1. And... we're back. You'll notice that all of your images are back as well, as are our beloved emoticons, including the infamous :foo: We have also worked with our server folks and developers to fix the issues that were slowing down the site.

    There is still work to be done - the images in existing sigs are not yet linked, for example, and we are working on a way to get the images to load faster - which will improve the performance of the site, especially on the pages with a ton of images, and we will continue to work diligently on that and keep you updated.

    Cheers,

    Fok on behalf of the entire Styleforum team
    Dismiss Notice

2017 50 Book Challenge

Discussion in 'Entertainment, Culture, and Sports' started by edinatlanta, Dec 23, 2010.

  1. California Dreamer

    California Dreamer Senior member

    Messages:
    5,540
    Joined:
    Nov 6, 2006
    Location:
    Melbourne
    46. In the Garden of Beasts, by Erik Larson (2011)

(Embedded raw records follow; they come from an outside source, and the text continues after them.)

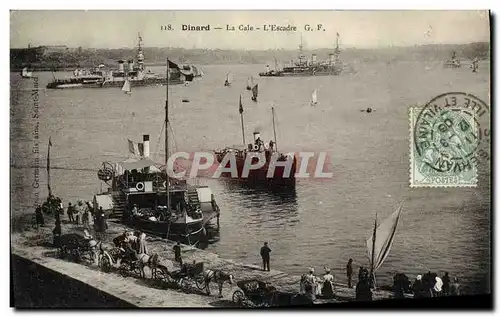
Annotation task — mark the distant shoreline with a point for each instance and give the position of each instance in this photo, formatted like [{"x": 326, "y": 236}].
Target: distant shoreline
[{"x": 51, "y": 59}]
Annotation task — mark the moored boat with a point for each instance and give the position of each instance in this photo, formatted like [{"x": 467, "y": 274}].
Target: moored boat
[
  {"x": 454, "y": 62},
  {"x": 25, "y": 73},
  {"x": 144, "y": 196},
  {"x": 282, "y": 177}
]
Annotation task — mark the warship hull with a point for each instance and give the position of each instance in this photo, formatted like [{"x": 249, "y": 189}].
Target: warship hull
[{"x": 76, "y": 83}]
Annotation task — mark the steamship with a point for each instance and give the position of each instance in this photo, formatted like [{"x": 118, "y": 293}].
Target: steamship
[
  {"x": 137, "y": 195},
  {"x": 304, "y": 67},
  {"x": 282, "y": 178},
  {"x": 133, "y": 71},
  {"x": 145, "y": 197}
]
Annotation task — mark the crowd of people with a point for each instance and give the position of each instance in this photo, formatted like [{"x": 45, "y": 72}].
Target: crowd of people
[
  {"x": 80, "y": 214},
  {"x": 428, "y": 285}
]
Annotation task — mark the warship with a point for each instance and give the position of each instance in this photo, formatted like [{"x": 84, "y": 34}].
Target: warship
[
  {"x": 304, "y": 67},
  {"x": 133, "y": 71}
]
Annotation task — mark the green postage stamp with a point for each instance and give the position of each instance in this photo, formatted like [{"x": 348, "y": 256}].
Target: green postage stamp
[{"x": 444, "y": 138}]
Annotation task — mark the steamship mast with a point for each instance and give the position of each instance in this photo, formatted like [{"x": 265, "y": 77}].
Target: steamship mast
[
  {"x": 140, "y": 54},
  {"x": 302, "y": 57}
]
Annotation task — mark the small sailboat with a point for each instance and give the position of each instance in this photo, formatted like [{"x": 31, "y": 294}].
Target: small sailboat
[
  {"x": 314, "y": 98},
  {"x": 250, "y": 83},
  {"x": 255, "y": 92},
  {"x": 126, "y": 87},
  {"x": 380, "y": 243},
  {"x": 25, "y": 73},
  {"x": 229, "y": 78}
]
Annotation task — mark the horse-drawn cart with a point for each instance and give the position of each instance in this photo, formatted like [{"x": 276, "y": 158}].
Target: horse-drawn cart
[
  {"x": 255, "y": 293},
  {"x": 78, "y": 247},
  {"x": 186, "y": 277}
]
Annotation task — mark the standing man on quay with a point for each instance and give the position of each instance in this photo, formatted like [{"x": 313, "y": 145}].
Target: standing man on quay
[
  {"x": 349, "y": 273},
  {"x": 264, "y": 253},
  {"x": 177, "y": 253}
]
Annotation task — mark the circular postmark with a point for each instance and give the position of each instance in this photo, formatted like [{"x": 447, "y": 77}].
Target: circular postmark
[{"x": 447, "y": 132}]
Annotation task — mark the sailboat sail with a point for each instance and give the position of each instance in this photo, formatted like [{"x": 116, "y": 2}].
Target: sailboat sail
[
  {"x": 255, "y": 91},
  {"x": 228, "y": 80},
  {"x": 384, "y": 237},
  {"x": 25, "y": 73},
  {"x": 314, "y": 99},
  {"x": 126, "y": 87}
]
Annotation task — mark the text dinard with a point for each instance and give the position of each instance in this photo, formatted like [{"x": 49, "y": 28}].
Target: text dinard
[{"x": 248, "y": 27}]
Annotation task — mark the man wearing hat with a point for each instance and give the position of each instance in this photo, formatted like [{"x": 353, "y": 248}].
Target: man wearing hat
[
  {"x": 328, "y": 280},
  {"x": 418, "y": 287},
  {"x": 310, "y": 284},
  {"x": 264, "y": 253}
]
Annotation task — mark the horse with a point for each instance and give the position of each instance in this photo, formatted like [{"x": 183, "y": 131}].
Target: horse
[
  {"x": 218, "y": 277},
  {"x": 150, "y": 261}
]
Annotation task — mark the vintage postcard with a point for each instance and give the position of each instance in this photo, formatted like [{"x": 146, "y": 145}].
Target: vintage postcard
[{"x": 170, "y": 158}]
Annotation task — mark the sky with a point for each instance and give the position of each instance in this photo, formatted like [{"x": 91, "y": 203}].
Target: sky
[{"x": 361, "y": 29}]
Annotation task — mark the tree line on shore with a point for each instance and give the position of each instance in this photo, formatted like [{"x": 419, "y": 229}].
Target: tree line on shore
[{"x": 40, "y": 58}]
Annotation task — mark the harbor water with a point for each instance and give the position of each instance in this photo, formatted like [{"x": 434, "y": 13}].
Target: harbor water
[{"x": 325, "y": 222}]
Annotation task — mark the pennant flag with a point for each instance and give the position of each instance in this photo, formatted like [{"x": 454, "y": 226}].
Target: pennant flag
[
  {"x": 172, "y": 64},
  {"x": 132, "y": 146}
]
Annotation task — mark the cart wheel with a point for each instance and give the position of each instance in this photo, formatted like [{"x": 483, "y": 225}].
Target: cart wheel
[
  {"x": 200, "y": 284},
  {"x": 137, "y": 271},
  {"x": 238, "y": 297},
  {"x": 161, "y": 274},
  {"x": 183, "y": 283},
  {"x": 61, "y": 252},
  {"x": 75, "y": 254},
  {"x": 104, "y": 263}
]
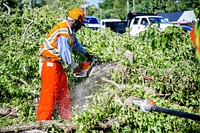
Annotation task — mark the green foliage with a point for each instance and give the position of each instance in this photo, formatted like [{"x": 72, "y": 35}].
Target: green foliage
[{"x": 164, "y": 61}]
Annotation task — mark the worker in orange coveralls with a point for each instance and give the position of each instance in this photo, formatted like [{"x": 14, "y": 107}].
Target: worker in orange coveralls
[{"x": 57, "y": 49}]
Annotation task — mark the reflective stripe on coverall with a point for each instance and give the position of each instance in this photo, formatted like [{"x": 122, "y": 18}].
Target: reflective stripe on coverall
[
  {"x": 54, "y": 82},
  {"x": 54, "y": 87}
]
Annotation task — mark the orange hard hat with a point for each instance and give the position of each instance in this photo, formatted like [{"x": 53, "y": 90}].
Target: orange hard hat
[{"x": 77, "y": 14}]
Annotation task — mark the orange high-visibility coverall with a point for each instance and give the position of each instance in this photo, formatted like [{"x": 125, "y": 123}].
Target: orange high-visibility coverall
[
  {"x": 54, "y": 88},
  {"x": 54, "y": 82}
]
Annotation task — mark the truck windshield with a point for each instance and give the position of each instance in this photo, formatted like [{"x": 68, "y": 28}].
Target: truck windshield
[
  {"x": 91, "y": 21},
  {"x": 157, "y": 20}
]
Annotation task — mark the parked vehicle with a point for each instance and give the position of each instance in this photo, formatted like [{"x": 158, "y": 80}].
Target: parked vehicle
[
  {"x": 92, "y": 22},
  {"x": 141, "y": 23},
  {"x": 115, "y": 25},
  {"x": 183, "y": 27},
  {"x": 104, "y": 22}
]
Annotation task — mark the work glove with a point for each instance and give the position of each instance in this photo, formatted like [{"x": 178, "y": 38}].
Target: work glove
[{"x": 89, "y": 57}]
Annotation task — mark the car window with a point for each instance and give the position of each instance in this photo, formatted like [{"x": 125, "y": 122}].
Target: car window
[
  {"x": 90, "y": 21},
  {"x": 144, "y": 21},
  {"x": 136, "y": 21},
  {"x": 157, "y": 20}
]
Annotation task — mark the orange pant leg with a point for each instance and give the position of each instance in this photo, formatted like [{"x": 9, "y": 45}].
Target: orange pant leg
[
  {"x": 49, "y": 90},
  {"x": 64, "y": 97}
]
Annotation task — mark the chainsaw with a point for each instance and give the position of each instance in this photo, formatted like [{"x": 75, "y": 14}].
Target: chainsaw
[{"x": 87, "y": 68}]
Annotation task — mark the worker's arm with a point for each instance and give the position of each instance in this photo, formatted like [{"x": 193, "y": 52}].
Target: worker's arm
[{"x": 65, "y": 51}]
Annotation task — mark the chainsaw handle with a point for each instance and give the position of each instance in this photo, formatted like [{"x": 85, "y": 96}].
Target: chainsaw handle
[{"x": 176, "y": 113}]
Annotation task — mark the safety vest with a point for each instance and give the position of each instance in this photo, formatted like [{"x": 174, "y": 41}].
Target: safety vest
[{"x": 49, "y": 49}]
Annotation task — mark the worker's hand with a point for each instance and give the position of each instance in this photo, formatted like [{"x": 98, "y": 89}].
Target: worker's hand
[
  {"x": 89, "y": 57},
  {"x": 77, "y": 70}
]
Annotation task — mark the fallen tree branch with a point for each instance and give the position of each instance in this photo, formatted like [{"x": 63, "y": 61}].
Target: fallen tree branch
[
  {"x": 121, "y": 86},
  {"x": 66, "y": 126}
]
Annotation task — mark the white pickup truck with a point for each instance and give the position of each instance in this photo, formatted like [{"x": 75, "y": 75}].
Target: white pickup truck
[{"x": 141, "y": 23}]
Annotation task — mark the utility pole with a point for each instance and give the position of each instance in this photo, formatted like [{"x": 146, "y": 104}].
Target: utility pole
[
  {"x": 133, "y": 5},
  {"x": 127, "y": 3}
]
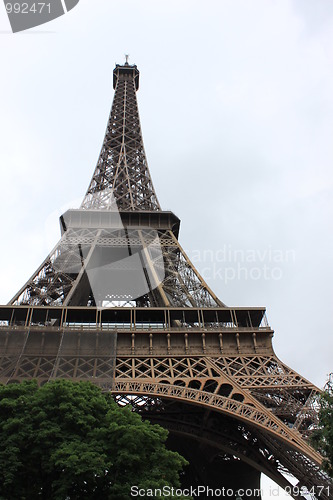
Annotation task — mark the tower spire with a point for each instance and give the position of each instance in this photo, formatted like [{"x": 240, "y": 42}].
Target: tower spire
[{"x": 122, "y": 169}]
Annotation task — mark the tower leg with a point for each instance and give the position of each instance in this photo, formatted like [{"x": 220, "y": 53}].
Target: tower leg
[{"x": 215, "y": 471}]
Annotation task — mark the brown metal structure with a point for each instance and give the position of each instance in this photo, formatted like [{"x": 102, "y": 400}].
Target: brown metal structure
[{"x": 167, "y": 346}]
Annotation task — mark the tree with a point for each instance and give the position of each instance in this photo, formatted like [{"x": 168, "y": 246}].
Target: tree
[
  {"x": 323, "y": 436},
  {"x": 69, "y": 440}
]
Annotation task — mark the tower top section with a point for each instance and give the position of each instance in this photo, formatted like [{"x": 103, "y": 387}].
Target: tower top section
[{"x": 126, "y": 72}]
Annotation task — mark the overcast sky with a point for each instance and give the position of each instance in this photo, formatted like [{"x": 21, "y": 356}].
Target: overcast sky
[{"x": 236, "y": 109}]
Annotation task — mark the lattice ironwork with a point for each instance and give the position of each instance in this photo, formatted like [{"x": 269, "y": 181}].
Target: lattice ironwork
[{"x": 119, "y": 303}]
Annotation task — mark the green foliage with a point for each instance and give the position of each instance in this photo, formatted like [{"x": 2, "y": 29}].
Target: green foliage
[
  {"x": 323, "y": 437},
  {"x": 69, "y": 440}
]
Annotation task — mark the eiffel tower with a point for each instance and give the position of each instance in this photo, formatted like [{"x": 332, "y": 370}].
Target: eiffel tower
[{"x": 119, "y": 303}]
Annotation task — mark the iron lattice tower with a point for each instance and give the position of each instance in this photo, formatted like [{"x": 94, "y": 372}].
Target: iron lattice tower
[{"x": 119, "y": 303}]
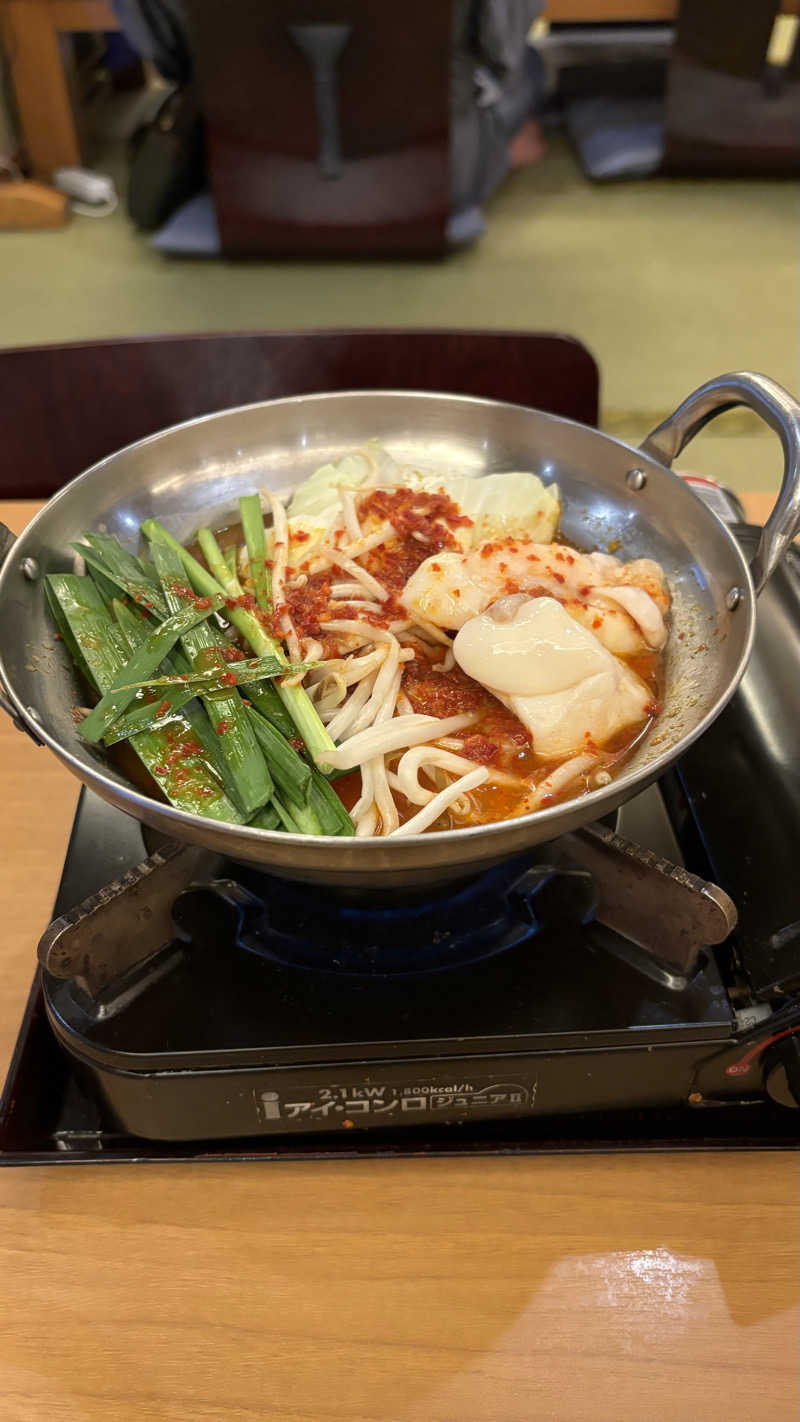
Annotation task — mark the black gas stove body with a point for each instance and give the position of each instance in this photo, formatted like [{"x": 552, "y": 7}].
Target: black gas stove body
[{"x": 279, "y": 1020}]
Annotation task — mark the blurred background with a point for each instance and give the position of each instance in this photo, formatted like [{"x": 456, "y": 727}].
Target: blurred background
[{"x": 623, "y": 171}]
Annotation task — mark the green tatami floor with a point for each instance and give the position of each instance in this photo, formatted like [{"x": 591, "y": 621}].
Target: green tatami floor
[{"x": 668, "y": 283}]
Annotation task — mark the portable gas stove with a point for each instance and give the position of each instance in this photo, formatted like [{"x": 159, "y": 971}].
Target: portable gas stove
[{"x": 631, "y": 986}]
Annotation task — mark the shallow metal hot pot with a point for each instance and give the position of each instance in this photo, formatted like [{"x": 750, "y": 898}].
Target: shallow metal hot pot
[{"x": 613, "y": 495}]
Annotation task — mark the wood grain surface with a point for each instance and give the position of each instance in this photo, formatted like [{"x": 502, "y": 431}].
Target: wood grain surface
[{"x": 610, "y": 1289}]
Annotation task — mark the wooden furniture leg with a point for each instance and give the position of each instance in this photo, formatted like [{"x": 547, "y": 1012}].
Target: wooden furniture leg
[{"x": 33, "y": 46}]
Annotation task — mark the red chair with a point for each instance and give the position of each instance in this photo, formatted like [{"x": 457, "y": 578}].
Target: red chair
[{"x": 64, "y": 407}]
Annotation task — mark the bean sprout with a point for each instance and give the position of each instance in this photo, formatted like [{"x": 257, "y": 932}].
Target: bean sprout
[{"x": 441, "y": 802}]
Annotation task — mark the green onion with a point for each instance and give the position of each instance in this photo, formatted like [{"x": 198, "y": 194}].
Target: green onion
[
  {"x": 267, "y": 818},
  {"x": 141, "y": 666},
  {"x": 294, "y": 698},
  {"x": 66, "y": 632},
  {"x": 101, "y": 646},
  {"x": 105, "y": 587},
  {"x": 328, "y": 808},
  {"x": 253, "y": 529},
  {"x": 174, "y": 758},
  {"x": 216, "y": 676},
  {"x": 127, "y": 572},
  {"x": 246, "y": 771},
  {"x": 266, "y": 700},
  {"x": 297, "y": 819},
  {"x": 151, "y": 714},
  {"x": 289, "y": 771}
]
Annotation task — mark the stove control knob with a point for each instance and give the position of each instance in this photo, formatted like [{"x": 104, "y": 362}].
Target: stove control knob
[{"x": 782, "y": 1071}]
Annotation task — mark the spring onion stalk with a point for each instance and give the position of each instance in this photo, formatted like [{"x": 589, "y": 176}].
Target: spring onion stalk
[
  {"x": 246, "y": 770},
  {"x": 294, "y": 698},
  {"x": 266, "y": 700},
  {"x": 267, "y": 818},
  {"x": 66, "y": 632},
  {"x": 216, "y": 676},
  {"x": 175, "y": 758},
  {"x": 297, "y": 819},
  {"x": 105, "y": 587},
  {"x": 101, "y": 646},
  {"x": 328, "y": 808},
  {"x": 144, "y": 661},
  {"x": 289, "y": 771},
  {"x": 122, "y": 568},
  {"x": 253, "y": 529},
  {"x": 151, "y": 714},
  {"x": 192, "y": 715}
]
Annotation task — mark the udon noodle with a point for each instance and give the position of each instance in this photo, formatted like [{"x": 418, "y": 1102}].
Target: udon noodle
[{"x": 468, "y": 666}]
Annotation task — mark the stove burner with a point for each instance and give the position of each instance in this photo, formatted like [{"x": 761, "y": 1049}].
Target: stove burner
[{"x": 495, "y": 912}]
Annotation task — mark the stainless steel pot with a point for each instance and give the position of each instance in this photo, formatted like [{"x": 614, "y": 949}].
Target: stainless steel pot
[{"x": 614, "y": 495}]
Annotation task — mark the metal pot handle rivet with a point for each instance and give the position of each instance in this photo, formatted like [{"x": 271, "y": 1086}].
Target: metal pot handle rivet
[{"x": 782, "y": 413}]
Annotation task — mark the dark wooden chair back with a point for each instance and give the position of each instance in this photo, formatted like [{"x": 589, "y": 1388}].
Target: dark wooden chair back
[
  {"x": 327, "y": 124},
  {"x": 64, "y": 407}
]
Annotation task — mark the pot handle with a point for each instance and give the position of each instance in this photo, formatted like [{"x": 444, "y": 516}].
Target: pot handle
[{"x": 782, "y": 413}]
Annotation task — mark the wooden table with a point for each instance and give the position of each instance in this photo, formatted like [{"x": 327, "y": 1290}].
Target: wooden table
[
  {"x": 610, "y": 1289},
  {"x": 33, "y": 33}
]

    This is an extremely absorbing book about William Dodd, an academic who became, almost by default, the US Ambassador to Germany just as Hitler came to power. Dodd and his family start from a position of trusting naivete about the new Nazi government and its agencies, such as the Storm Troopers. Gradually their eyes are opened and their view of Hitler's regime moves from naivete to distrust to revulsion after the Night of the Long Knives.

    Dodd's daughter Martha is another key focus of the book. A promiscuous socialite, she formed several alliances with dangerous men such as the head of the Gestapo and a KGB agent, dismaying the Embassy staff working for her father. Meanwhile Dodd makes a range of enemies in the State Department, and finds it impossible to get across just how serious the situation with Hitler is.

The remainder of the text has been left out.